Searchable abstracts of presentations at key conferences in endocrinology
Endocrine Abstracts (2015) 37 EP1124 | DOI: 10.1530/endoabs.37.EP1124

1Department of Endocrinology and Metabolism, Diskapi Teaching and Research Hospital, Ankara, Turkey; 2Hacettepe University, School of Medicine (Kastamonu), Ankara, Turkey.


Aims: Primary hyperparathyroidism (PH) has been reported to be associated with increased insulin resistance, hypertension, dyslipidemia and cardiovascular inflammatory markers. The aims of this study were to evaluate the rate of metabolic syndrome (MS) and effect of parathormone, calcium and phosphorus levels to MS components in PH subjects.

Methods: One hundred and fifty one subjects, 23 men and 128 women, aged 53±11.2 years with newly diagnosed PH were recruited from our outpatient clinic. All subjects underwent measurements of height, weight, waist and hip. Metabolic variables were obtained after an overnight fasting. MS was diagnosed using the Adult Treatment Panel III criteria (ATP III).

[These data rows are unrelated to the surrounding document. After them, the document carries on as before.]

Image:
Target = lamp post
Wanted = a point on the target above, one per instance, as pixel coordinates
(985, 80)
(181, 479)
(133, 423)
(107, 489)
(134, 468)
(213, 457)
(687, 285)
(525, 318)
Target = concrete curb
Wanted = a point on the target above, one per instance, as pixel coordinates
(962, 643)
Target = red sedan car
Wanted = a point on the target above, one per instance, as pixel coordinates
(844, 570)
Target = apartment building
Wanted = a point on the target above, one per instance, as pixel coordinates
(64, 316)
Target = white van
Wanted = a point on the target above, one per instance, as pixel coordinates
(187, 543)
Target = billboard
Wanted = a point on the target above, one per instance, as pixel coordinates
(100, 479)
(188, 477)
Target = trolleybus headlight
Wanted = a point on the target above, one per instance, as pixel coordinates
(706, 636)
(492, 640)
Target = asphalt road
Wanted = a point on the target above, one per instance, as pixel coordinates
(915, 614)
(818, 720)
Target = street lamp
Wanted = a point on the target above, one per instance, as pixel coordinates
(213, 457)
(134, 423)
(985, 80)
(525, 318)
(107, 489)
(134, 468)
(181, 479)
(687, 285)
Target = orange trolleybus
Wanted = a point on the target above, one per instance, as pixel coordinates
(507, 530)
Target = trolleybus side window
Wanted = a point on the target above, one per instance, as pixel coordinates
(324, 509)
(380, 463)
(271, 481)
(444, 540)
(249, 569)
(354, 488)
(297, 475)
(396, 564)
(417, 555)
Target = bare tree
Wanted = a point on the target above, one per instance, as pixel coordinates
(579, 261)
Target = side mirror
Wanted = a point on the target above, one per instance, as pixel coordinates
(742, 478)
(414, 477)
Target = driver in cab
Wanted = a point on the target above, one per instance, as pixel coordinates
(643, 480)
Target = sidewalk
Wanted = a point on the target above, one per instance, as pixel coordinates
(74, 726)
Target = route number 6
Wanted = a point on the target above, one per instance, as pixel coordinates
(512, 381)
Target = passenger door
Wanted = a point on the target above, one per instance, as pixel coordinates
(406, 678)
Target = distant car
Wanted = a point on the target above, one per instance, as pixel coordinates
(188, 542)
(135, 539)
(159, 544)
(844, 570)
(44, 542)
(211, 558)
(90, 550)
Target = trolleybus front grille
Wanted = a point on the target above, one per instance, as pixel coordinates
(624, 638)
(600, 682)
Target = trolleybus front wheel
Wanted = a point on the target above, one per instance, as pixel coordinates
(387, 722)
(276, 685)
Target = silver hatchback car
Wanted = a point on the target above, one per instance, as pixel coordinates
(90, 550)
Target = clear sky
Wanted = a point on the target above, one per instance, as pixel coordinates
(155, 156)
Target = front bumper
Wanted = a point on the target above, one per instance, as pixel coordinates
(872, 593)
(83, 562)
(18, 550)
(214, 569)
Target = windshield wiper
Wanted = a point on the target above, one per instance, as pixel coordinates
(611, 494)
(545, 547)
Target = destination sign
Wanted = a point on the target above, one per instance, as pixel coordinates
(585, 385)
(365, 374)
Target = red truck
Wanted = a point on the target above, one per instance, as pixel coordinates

Results: The rate of the MS (76/151, 50.3%) was higher to that reported in the general Turkish population (36.6%). 15.2% (n=23) of patients had diabetes mellitus and 72.8% (n=110) of patients had hypertension. Serum levels of glucose and triglyceride were 95.2±17.1 and 152.1±73 mg/dl, respectively. The rate of obesity, overweight was 52.3 and 35.7% respectively. There were no significant differences between the levels of calcium, phosphorus and parathormone levels (11.16±0.8 vs 11.01±0.6 mg/dl, 2.59±0.45 vs 2.63±0.48 mg/dl, 259.6±238 vs 247.5±276 mg/dl respectively) according to MS presence (Table 1).

Table 1 Demographic parameters in studied group.
Age53±11.2
Sex (M/F)23 M/128 F
Glucose (mg/dl)95.2±17.1
Triglyceride (mg/dl)152.1±73
Calcium (mg/dl)11.9±0.67
Phosphorus (mg/dl)2.6±0.47
Parathormone (mg/dl)253.6±256.9
Metabolic syndrome (%)50.3
Diabetes mellitus (%)15.2
Hypertension (%)72.8
Obesity (%)52.3
Overweight (%)35.7

Conclusion: Based on the results of this study, the rate of the MS in PH was found to be higher than that reported in the general Turkish population. Metabolic control must be considered in the clinical management of patients diagnosed PH.